Es ist nicht glaubhaft gemacht, dass hinsichtlich des Begehrens, den Antragstellern Schutzmasken nach dem FFP2 oder einem vergleichbaren Standard zur Verfügung zu stellen, hilfsweise, einen Betrag in Höhe von monatlich 129 € zu gewähren, die Voraussetzungen des § 21 Abs. 6 Sozialgesetzbuch Zweites Buch - Grundsicherung für Arbeitsuchende - erfüllt wären.
Das Vorliegen eines Einzelfalls i.S.d. § 21 Abs. 6 S. 1 Halbsatz 1 SGB II ist nicht glaubhaft gemacht.
Der geltend gemachte Bedarf dürfte vielmehr ausnahmslos alle Leistungsberechtigten nach dem SGB II treffen, denn die Verpflichtung zum Tragen einer Mund-Nasen-Bedeckung gilt grundsätzlich für alle natürlichen Personen im Geltungsbereich der jeweiligen landesrechtlichen Vorschriften (für Nordrhein-Westfalen: § 3 Abs. 2 Coronaschutzverordnung (CoronaSchVO); zu Ausnahmen s. § 3 Abs. 4 ebenda).

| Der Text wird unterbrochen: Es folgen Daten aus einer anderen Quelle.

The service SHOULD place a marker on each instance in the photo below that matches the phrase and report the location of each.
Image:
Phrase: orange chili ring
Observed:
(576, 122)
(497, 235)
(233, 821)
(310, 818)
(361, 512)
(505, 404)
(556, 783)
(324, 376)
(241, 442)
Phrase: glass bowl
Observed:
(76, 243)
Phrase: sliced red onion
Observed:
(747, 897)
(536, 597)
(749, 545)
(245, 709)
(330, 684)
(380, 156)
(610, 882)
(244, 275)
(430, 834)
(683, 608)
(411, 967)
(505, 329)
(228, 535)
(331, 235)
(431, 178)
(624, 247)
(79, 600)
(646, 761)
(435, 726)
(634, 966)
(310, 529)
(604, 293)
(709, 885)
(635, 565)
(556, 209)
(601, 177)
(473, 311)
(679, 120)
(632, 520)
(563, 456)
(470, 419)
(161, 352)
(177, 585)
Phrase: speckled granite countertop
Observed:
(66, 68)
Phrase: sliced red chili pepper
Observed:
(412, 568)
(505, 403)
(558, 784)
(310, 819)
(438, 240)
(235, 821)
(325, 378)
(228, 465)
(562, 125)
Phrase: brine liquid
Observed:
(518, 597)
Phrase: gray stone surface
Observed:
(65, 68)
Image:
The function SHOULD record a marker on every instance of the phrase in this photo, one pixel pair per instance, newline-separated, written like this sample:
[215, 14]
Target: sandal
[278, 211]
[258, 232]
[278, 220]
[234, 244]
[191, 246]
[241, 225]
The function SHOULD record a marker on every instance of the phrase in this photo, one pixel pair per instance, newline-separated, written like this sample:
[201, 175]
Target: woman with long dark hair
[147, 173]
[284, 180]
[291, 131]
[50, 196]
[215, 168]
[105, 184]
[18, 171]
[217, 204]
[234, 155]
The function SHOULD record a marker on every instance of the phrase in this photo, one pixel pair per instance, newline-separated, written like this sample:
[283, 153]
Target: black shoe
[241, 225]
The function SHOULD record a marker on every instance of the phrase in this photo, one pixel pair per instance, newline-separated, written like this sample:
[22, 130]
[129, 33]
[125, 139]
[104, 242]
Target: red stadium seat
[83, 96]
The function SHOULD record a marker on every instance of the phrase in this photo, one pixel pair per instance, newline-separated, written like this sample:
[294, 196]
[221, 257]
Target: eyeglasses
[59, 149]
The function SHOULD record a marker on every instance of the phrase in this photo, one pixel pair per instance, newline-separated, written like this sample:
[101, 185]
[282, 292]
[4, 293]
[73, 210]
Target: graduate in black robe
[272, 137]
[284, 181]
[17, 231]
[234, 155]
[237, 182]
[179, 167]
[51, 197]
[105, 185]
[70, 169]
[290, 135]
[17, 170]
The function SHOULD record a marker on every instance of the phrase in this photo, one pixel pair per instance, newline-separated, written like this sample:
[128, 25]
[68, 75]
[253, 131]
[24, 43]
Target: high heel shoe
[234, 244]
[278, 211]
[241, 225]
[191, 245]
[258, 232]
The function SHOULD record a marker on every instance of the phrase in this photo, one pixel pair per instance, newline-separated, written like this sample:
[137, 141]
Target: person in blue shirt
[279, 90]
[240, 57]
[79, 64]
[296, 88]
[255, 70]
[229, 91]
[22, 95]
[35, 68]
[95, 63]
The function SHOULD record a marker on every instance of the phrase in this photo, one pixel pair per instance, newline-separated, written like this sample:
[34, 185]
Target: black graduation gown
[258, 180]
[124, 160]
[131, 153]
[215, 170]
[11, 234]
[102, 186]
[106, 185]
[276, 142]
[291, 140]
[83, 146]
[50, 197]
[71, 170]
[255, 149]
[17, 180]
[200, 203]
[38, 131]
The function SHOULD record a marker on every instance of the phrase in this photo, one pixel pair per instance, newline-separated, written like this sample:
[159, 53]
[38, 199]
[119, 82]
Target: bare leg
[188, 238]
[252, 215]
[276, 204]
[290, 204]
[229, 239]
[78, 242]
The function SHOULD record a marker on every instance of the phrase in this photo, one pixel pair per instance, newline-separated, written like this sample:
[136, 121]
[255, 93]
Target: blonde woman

Selbst wenn man davon ausginge, dass mit den in die Regelbedarfsbemessung eingeflossenen Verbrauchsausgaben für Gesundheitspflege die durch die landesrechtlichen Vorschriften verursachten Ausgaben für Mund-Nasen-Bedeckungen „strukturell unzutreffend“ erfasst wären und damit ein „besonderer Bedarf“ i.S.d. § 21 Abs. 6 S. 1 Halbsatz1 SGB II vorläge, weil die maßgebliche Einkommens- und Verbrauchsstichprobe 2018 noch vor dem Ausbruch der Corona-Pandemie stattfand, fehlt es jedenfalls an einem Einzelfall i.S.d. § 21 Abs. 6 S. 1 Halbsatz 1 SGB II.
Von einem ausnahmsweise überdurchschnittlichen Bedarf kann angesichts eines grundsätzlich alle Leistungsberechtigten gleichermaßen treffenden Bedarfs nach Mund-Nasen-Bedeckungen nicht ausgegangen werden. Der Anspruch aus § 21 Abs. 6 SGB III ist aber, soweit es strukturell unzureichend erfasste Bedarfe angeht, auf Fälle „eines ausnahmsweise höheren, überdurchschnittlichen Bedarfs“ beschränkt. Dagegen dient die Regelung nicht dazu, einen für unzureichend erachteten Regelbedarf aufzustocken.